I'd been working late. Thankfully, a taxi was waiting in front of our building.
Climbing in, I gave the driver my address and closed my eyes.
“Would you like a massage?” said the driver from the front seat.
Crap. It was finally happening to me. To me!
I'd survived four years in Manhattan without a mugging, but Seoul was going to get me.
I stealthily reached for the door.
“I said, would you like a massage?” he said again.
Before I could cannonball out of the moving car, something amazing happened.
The back of my seat began to poke lightly at my shoulders. Then it began massaging my lower back. Then up and down my spine.
It felt good. Absurdly good. What the hell was this?
I looked around the cab, which from the outside had looked like any other Seoul taxi.
No ordinary cab The ceiling was wallpapered with a gaudy but cute flower scheme. There were little bunches of Christmas lights under the driver’s seat and I could hear hear a steady trickle of running water.
I looked down. The pleasant gurgling was coming from a mini-fountain next to my feet. The fountain had a turning water wheel and … live goldfish?
I'd been weary minutes before, but with the massage and this bizarre cab, I felt wonderful.
Who was this driver and why couldn’t all the cabs in the world be like this?
I knew we had to talk.
Drawing on an extensive background in mechanical engineering and management, taxi driver Chung Nok-hyun, 66, has a grand proposal. If he has his way, all the taxis in Seoul would become what he calls “garden taxis.”
Following his own cab, the city's taxis would be outfitted with flowers, grass, live goldfish, massage seats and a mini-karaoke machine (he does the singing in his own cab, upon request).
After retiring seven years ago from a career as director of a local electronics company, Chung began driving a taxi. He bought a massage device online for US$200, cut a large hole in the backseat and installed the device by hooking it up to the car’s electrical system.
“It was quite easy for me because I am comfortable with electronics and machines,” Chung says. “My passengers are always enthralled and I’ve had many people tell me it would be a wonderful tourism draw to change all the cabs in Seoul to be like mine.”

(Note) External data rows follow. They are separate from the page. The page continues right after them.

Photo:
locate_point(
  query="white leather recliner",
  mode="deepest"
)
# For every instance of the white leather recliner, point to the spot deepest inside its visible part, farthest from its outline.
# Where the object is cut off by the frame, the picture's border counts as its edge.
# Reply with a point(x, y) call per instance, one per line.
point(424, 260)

One passenger wrote to the Seoul government telling them about the cab, suggesting they work with Chung on developing a venture.
“I hope the Seoul mayor will hear my idea,” says Chung. “This will make Seoul taxis famous in the eyes of the world.” Chung has already filed for an international patent, which his lawyer says will come through around May.
Chung’s vision doesn’t stop at just taxis.
“I want to work with Hyundai and Kia,” he says. “I think it would help cars sell more if they were like mine.”
What's the next addition for his “garden taxi"?
“I’m installing a laptop so that my passengers can have Internet,” says Chung. “People wonder if having so many electronic devices installed in the car uses up more gas, but the electrical system is completely separate. The gas bill isn’t affected.”